TEGUCIGALPA - O subsecretário de Estado adjunto para o Hemisfério Ocidental dos Estados Unidos, Craig Kelly, chegou nesta terça-feira a Honduras em uma nova visita relacionada à crise política que o país centro-americano atravessa desde a derrubada de Manuel Zelaya, em 28 de junho.

EFE |

O presidente interino de Honduras, Roberto Micheletti, confirmou a visita de Kelly e anunciou que tem "uma reunião com ele amanhã (quarta-feira, dia 6)" na Casa Presidencial, sem detalhar, porém, os assuntos que serão abordados.

O diplomata americano deve se reunir nesta terça-feira com o presidente eleito de Honduras, Porfirio Lobo, e visitar Zelaya na Embaixada do Brasil em Tegucigalpa, onde está abrigado desde 21 de setembro.

É a quarta visita do diplomata americano a Honduras desde o fim de outubro passado, todas relacionadas à crise política local.

Em suas duas últimas visitas, Kelly esteve em Tegucigalpa para impulsionar o cumprimento do acordo assinado pelas delegações de Micheletti e Zelaya.

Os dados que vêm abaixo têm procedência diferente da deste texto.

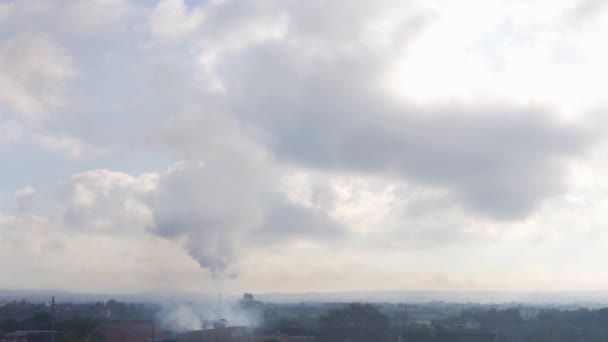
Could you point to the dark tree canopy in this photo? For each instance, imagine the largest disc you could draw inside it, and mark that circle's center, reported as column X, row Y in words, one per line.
column 354, row 323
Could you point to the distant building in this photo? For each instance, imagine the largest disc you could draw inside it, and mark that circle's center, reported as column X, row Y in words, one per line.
column 218, row 334
column 32, row 336
column 131, row 332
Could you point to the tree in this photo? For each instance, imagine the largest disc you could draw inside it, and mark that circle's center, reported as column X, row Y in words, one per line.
column 354, row 323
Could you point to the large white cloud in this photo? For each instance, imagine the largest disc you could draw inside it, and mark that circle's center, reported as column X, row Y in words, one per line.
column 341, row 142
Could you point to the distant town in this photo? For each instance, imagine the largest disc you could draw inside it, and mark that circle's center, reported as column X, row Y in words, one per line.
column 249, row 319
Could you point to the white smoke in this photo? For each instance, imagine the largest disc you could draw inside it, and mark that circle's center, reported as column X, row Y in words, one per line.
column 181, row 317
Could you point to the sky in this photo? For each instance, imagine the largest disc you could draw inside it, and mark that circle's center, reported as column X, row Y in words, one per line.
column 295, row 146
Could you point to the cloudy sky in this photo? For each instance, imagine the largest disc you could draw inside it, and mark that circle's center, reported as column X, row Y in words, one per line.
column 285, row 145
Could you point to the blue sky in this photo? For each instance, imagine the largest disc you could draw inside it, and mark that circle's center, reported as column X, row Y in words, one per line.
column 303, row 145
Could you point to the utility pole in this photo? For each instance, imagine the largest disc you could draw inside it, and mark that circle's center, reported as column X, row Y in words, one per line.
column 53, row 319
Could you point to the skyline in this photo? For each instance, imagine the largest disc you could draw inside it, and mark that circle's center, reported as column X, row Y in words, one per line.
column 290, row 146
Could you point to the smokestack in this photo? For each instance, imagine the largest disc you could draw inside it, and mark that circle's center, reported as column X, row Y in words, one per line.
column 219, row 305
column 53, row 319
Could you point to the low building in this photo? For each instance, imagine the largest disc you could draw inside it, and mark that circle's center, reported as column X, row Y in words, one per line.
column 32, row 336
column 218, row 334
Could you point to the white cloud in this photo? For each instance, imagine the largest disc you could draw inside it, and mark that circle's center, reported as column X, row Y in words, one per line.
column 380, row 136
column 73, row 148
column 10, row 131
column 173, row 18
column 35, row 72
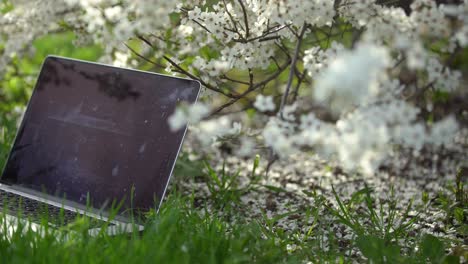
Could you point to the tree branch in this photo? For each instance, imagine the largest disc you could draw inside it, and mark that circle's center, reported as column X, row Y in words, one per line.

Segundo Lobo, a comunidade internacional pede o cumprimento total do acordo, o que inclui a integração de um governo de reconciliação nacional e da Comissão da Verdade, além da anistia política, embora esta tenha sido excluída durante as negociações.

Zelaya deu por fracassado o pacto em 6 de novembro, depois que Micheletti anunciou a formação do governo de unidade sem a presença do líder deposto, cuja restituição foi rejeitada pelo Congresso Nacional em 2 de dezembro.

As diferenças surgiram quando ambos se consideraram como líderes legítimos para presidir o gabinete de unidade, que não foi instalado apesar de o acordo ter estabelecido como prazo o dia 5 de novembro.

O Congresso tem pendente discutir nos próximos dias a anistia política, apesar de esta não fazer parte do acordo.

O presidente eleito reconhece que o documento estabelece que a seu governo, que assumirá no dia 27 de janeiro, corresponderá integrar a Comissão da Verdade no primeiro semestre do ano, mas assinala que as bases devem ser firmadas desde agora.